Council of Europe slams NATO over secret prisons

The Parliamentary Assembly of the Council of Europe (PACE) has expressed its regret over NATO's refusal to cooperate in an investigation into the secret prisons and prisoner transports whose existence was recently confirmed by a report commissioned by the Assembly. PACE called on NATO to reveal details of the 2001 agreements concerning its involvement in this CIA operation, voting to support a proposal to that effect from the United European Left (GUE), the political group chaired by SP Senator Tiny Kox. .

PACE, in which all European parliaments are represented, discussed at some length at last week's plenary meeting in Strasbourg the controversial second report from Rapporteur Dick Marty of Switzerland on the secret prisons and prisoner transports, reaching agreement on his conclusions and recommendations. The facts are clear and accepted by the Assembly: that there were secret prisons, certainly in Poland and Romania; and that people who were suspected by the CIA of involvement in terrorism were interrogated and sometimes tortured in these prisons. Also confirmed is the cooperation of a number of European countries, despite complete and persistent denials. Following the acceptance of the report the Romanian delegation threatened that it would no longer participate in the work of the Parliamentary Assembly, and the Polish delegation also spoke in threatening terms. This however had no influence whatsoever on the Assembly, which voted by a large majority to support the Rapporteur's conclusions and recommendations.

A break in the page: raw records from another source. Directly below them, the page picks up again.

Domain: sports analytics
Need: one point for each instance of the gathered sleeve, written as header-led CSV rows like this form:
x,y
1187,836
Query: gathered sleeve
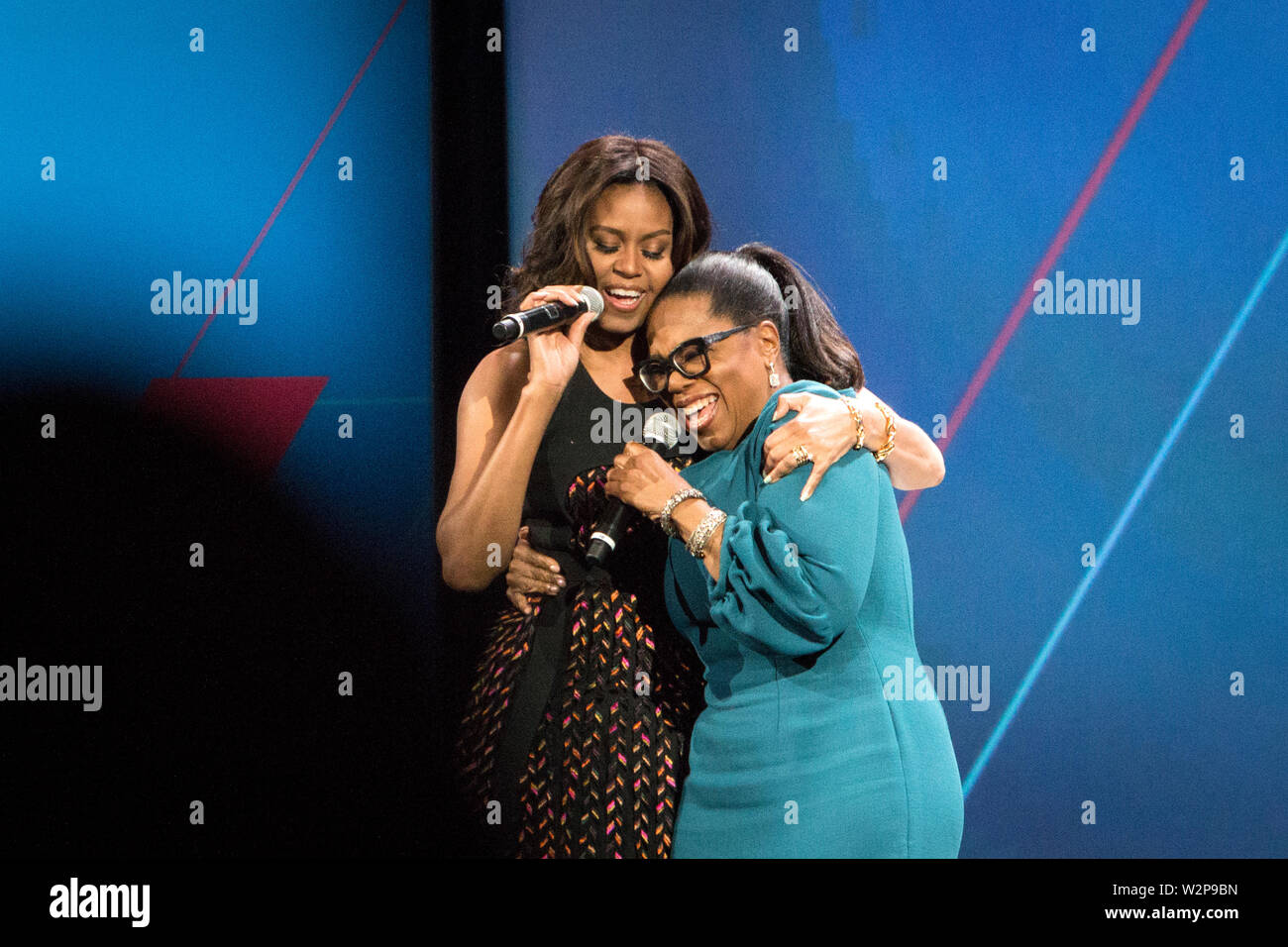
x,y
793,574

A revelation new to the second report is that NATO was also involved in the system of secret prisons and transports. After the US had, in 2001, issued a call for mutual support under Article 5 of the NATO treaty, NATO became, according to the Rapporteur, 'a platform where the United States received the go-ahead and protective measures necessary in order to be able to begin the secret operations in the "war against terrorism".'

To date NATO is refusing to cooperate in the Council of Europe enquiry. SP Senator Tiny Kox, chair of the United European Left in PACE, said that he was "pleased with the broad support which our group received from all of the other groups for the proposal to call on NATO to cooperate by making secret information available." There was also support for the GUE's proposal that an urgent request be made to the governments and parliaments of NATO's member states that they cooperate in bringing to
light more information on the secret CIA flights and the use of secret prisons in Europe.

Other topics discussed at last week's PACE gathering included the need for an international moratorium on the death penalty, the social dimension of Europe, combating anti-semitism and the state of play at the International Criminal Tribunal on former Yugoslavia. The Tribunal's chief prosecutor Carla del Ponte was present for this last debate. Finally, a discussion was held on the recent European Council summit, in the presence of Austria's Chancellor Alfred Gusenbauer and European Parliament chair Hans-Gert Pöttering.